En outre, on assiste de plus en plus à la “ lutte” d’obtention des corps retenus par les autorités dans les hôpitaux publics comme privés par les familles éprouvées, corps jugés par les autorités comme victimes du Covid-19, pourtant les familles clament le contraire des choses.  La conséquence est qu’aujourd’hui, les camerounais refusent de se rendre à l’Hôpital de peur d’être “ déclaré malade du Covid-19” à cause d’une simple grippe. Les pharmacies sont devenues des lieux de ravitaillement et les chambres privées deviennent des lits d’hôpitaux. Selon des  opinions, les subventions internationales ou de l’ONU aux pays touchés par la crise sont subordonnées au niveau d’évolution de la maladie voire du nombre de décès. Ainsi, l’État aurait l’avantage de “ gonfler” le taux de mortalité pour avoir une subvention conséquente. Le résultat est qu’au-delà de la douleur  affective, la famille éprouvée doit aussi subir la douleur financière puisqu’elle doit trouver d’énormes sommes pour avoir une place au cimetière et y garder leurs corps avec toutes les conséquences que cela pourra engendrer sur le plan culturel.

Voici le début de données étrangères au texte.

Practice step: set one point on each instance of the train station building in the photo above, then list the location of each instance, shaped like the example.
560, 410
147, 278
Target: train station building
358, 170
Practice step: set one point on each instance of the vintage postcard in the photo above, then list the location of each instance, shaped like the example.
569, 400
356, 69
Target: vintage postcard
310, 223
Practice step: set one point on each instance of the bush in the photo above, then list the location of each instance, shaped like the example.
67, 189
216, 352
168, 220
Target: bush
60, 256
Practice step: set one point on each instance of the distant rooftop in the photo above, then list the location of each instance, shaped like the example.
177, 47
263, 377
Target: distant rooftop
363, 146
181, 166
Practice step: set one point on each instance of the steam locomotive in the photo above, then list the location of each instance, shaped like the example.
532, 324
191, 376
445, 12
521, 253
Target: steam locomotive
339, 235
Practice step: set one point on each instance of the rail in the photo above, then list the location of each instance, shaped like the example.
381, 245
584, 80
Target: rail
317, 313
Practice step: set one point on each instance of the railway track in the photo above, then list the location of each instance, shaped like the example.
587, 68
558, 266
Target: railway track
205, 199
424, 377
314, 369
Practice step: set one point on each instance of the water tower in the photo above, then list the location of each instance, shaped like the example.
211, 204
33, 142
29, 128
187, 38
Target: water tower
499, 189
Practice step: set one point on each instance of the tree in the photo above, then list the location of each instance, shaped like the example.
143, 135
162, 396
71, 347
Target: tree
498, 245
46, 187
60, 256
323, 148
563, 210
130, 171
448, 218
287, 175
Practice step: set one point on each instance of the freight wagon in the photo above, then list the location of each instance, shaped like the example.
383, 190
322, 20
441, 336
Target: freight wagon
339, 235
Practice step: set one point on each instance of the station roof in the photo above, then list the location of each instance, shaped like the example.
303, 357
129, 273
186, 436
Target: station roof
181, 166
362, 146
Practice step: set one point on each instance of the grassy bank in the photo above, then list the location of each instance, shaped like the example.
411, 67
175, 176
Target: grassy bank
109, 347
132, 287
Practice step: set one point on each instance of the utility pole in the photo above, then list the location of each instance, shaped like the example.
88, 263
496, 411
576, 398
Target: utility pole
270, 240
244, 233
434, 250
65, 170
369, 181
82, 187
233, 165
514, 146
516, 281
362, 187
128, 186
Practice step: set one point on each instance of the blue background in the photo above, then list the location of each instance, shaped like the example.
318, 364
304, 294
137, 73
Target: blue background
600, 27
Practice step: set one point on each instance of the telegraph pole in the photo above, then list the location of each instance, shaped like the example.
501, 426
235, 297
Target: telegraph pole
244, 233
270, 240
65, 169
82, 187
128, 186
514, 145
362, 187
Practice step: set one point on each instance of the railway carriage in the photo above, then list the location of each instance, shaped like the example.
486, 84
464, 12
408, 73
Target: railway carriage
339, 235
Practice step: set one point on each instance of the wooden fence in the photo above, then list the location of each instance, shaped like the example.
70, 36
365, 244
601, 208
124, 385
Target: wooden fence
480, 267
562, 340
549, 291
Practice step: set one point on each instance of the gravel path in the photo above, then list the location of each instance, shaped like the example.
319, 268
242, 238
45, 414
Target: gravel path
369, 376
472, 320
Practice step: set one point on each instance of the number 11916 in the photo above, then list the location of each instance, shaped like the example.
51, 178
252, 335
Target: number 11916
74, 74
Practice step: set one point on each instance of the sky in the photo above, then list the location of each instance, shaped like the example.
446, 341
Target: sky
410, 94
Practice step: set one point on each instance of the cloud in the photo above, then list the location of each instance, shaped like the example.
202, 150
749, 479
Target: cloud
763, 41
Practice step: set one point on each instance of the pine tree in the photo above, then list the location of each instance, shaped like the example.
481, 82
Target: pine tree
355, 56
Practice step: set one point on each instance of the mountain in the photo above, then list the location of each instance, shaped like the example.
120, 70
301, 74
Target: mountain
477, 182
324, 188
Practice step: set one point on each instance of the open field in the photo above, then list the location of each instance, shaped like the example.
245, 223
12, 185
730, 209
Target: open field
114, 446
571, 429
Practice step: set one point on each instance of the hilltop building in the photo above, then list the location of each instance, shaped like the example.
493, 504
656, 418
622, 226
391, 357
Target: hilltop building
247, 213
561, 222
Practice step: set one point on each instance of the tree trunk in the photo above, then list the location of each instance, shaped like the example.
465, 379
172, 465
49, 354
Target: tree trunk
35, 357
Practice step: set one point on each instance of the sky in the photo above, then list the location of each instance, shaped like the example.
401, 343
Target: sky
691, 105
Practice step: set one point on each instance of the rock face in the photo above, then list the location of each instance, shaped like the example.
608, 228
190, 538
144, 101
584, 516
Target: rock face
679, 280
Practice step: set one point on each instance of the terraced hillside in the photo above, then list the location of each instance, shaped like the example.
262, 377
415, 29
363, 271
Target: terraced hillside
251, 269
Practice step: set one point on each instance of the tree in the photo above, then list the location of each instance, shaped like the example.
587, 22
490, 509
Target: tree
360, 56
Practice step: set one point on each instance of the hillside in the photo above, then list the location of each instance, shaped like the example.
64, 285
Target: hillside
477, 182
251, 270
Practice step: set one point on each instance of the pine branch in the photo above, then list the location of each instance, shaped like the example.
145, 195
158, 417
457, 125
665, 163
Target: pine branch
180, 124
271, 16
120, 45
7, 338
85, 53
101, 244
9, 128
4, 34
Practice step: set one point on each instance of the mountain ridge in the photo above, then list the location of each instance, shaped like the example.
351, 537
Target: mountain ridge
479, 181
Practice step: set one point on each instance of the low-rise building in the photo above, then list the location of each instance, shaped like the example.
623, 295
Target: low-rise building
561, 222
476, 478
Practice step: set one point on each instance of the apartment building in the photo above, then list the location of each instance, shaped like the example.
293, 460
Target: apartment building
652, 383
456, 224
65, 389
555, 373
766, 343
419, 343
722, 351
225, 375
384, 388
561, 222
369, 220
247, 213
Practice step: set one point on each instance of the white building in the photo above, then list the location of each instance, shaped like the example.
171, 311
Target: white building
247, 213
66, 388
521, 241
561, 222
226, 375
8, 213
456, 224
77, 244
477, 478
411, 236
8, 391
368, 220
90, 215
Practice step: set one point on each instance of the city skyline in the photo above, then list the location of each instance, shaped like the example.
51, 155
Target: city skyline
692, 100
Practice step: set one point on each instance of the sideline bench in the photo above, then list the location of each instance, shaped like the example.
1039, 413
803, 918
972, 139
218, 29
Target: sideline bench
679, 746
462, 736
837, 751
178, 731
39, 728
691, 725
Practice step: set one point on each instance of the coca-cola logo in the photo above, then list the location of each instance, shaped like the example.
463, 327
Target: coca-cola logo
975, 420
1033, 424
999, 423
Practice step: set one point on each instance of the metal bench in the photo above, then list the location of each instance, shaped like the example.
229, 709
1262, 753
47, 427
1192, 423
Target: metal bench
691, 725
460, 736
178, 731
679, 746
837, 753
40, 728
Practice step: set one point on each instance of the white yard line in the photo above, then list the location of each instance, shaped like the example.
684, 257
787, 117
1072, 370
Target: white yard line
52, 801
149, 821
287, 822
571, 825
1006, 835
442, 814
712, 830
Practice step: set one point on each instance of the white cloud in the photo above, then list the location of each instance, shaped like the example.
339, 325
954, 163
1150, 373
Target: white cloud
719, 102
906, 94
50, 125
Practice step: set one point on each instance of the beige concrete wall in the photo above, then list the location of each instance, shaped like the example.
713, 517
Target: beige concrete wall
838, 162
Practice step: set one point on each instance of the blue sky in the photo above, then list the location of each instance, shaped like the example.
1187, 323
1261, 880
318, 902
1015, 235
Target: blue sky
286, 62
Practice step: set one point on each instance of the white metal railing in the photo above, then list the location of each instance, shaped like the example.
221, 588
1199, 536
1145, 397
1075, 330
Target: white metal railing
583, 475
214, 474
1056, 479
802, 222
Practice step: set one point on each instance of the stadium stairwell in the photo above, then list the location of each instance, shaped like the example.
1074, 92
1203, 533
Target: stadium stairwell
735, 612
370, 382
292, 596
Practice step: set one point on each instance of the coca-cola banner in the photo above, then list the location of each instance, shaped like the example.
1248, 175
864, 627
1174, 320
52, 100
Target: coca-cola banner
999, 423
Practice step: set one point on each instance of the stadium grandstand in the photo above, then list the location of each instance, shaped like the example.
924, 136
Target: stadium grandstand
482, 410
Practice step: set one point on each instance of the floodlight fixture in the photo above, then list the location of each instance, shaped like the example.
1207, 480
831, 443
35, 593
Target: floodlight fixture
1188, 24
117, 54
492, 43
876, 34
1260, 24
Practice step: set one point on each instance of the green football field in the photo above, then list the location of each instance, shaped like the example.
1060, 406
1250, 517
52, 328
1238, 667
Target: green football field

Au niveau même du village, les Présidents des Comités de Développement vont débloquer des sommes colossales soit disant pour barrer la route à la maladie, sans aucune traçabilité. Les Présidents d’APEE (Association des Parents d’Elèves et Enseignants) dans les Lycées et Collèges vont retarder, voire ne pas payer certains émargements dans le but de mieux profiter de ces sommes budgétisées.  La “guerre des chiffres” sur le nombre d’atteints et de guéris continue à faire polémique quant on ne sait pas clairement la potion magique du Gouvernement pour guérir les populations, même si la communication sur le nombre de guéris est une forme de thérapie psychologique. Les grosses voitures de luxe offert en lieu et place des ambulances médicalisées font l’objet des curiosités, tout comme la levée du confinement avec l’ouverture des bars jusqu’aux heures indues, avec paradoxalement l’annulation de la Fête du Travail 1er Mai, de la Fête de l’Unité Nationale le 20 du même mois et la reprise des cours 10 jours après, alors que la contamination est exponentielle.

Tout compte fait, en politique “blanc bonnet, bonnet blanc”. Kourouma ne dira jamais assez : « En politique, le vrai et le faux portent le même pagne. Le mensonge et la vérité dorment sur le même lit ». On aura compris, l’instrumentalisation de la lutte anti-corona est sous tendue par de multiples enjeux de positionnement politique. La suite renseignera davantage.